Many believe that there is only one true love, a soul mate. According to Greek mythology, human beings originally had four arms, four legs, and a single head with two faces. They were powerful and ambitious. Zeus, fearing their potential, split them all in two, condemning them to spend their lives searching for the other half – their eternal soul mate – for completion.

Humans, therefore, have an innate void to fill and wander the earth looking for their missing halves. Their one true love. As Jewel sings, “You were meant for me, and I was meant for you.”

Charlotte, the Park City Princess from the hit show Sex and the City, has a different theory. She claims (on the authority of a magazine article) that we get two great loves in our life, love that is “rare,” and love “that forever changes you, that shakes you to the core.”

How many of us actually believe these ill-fated theories? Are we doomed to a life of loneliness if we miss the opportunity to spot our one (or two) true love/s?

And how do you explain the statistics below:

  • In the U.S., 47% of first marriages end in divorce while 60- to 80% of second and subsequent marriages end in divorce
  • 80%-85% of societies around the world allow polygamous marriages
  • About 60% of men and 40% of women will have an affair at some point in their marriage
  • 86% of men and 81% of women admit they routinely flirt with the opposite sex.

In the Philippines, studies indicate that over half of married men have philandered or currently have mistresses.
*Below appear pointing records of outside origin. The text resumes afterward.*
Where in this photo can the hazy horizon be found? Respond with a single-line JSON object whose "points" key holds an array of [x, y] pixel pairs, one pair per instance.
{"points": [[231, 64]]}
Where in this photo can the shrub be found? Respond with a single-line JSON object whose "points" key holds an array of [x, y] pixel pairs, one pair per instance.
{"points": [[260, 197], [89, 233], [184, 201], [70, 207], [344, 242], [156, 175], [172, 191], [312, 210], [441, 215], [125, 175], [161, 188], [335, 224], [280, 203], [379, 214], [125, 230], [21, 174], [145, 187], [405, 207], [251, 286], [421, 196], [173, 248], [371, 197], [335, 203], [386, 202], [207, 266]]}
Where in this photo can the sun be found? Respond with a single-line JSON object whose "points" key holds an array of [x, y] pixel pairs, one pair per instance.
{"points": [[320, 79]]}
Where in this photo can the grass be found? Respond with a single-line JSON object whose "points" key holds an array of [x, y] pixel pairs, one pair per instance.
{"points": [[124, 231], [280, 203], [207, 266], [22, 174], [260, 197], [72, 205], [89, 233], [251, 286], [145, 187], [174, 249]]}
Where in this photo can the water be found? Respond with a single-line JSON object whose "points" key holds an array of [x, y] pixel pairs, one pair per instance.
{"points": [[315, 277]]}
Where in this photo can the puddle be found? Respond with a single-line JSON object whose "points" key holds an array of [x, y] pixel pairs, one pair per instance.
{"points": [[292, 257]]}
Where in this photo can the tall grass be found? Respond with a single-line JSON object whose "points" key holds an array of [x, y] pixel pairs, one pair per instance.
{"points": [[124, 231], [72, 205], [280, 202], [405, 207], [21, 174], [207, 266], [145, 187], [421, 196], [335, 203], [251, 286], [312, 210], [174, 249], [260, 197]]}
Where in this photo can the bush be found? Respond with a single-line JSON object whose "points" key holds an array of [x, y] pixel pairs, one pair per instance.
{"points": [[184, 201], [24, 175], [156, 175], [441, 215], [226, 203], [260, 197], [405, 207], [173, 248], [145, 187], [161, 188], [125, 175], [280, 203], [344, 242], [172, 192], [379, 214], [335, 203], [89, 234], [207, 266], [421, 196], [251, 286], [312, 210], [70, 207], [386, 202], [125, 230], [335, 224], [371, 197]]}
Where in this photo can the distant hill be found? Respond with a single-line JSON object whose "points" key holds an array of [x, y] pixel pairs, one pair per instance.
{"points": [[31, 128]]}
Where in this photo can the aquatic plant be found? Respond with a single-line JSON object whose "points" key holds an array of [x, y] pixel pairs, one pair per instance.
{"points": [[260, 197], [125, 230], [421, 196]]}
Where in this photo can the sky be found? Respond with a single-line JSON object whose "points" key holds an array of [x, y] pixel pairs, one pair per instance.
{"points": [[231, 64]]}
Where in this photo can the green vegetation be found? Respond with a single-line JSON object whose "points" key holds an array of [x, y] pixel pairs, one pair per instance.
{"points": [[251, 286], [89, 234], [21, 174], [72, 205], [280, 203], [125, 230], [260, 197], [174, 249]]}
This is such a prevalent phenomena that Jullie Yap Daza wrote a best-selling how-to book for these queridas, entitled Etiquette for Mistresses: And What Wives Can Learn From Them.

Perhaps the reason human beings commit adultery or engage in serial monogamy is that there are multiple possible matches – hundreds perhaps – in the game of love, with each relationship just as intense, as deep, and true as true love can be. Perhaps our “perfect match” greatly depends on our current stage in life – our Mr. or Ms. Right Now.

Let’s face it: there are over 6 billion people in the world. How depressing to think that there may only be one or two possible mates. According to this statistic, you are more likely to die of drowning or get hit by lightning than to find your soul mate.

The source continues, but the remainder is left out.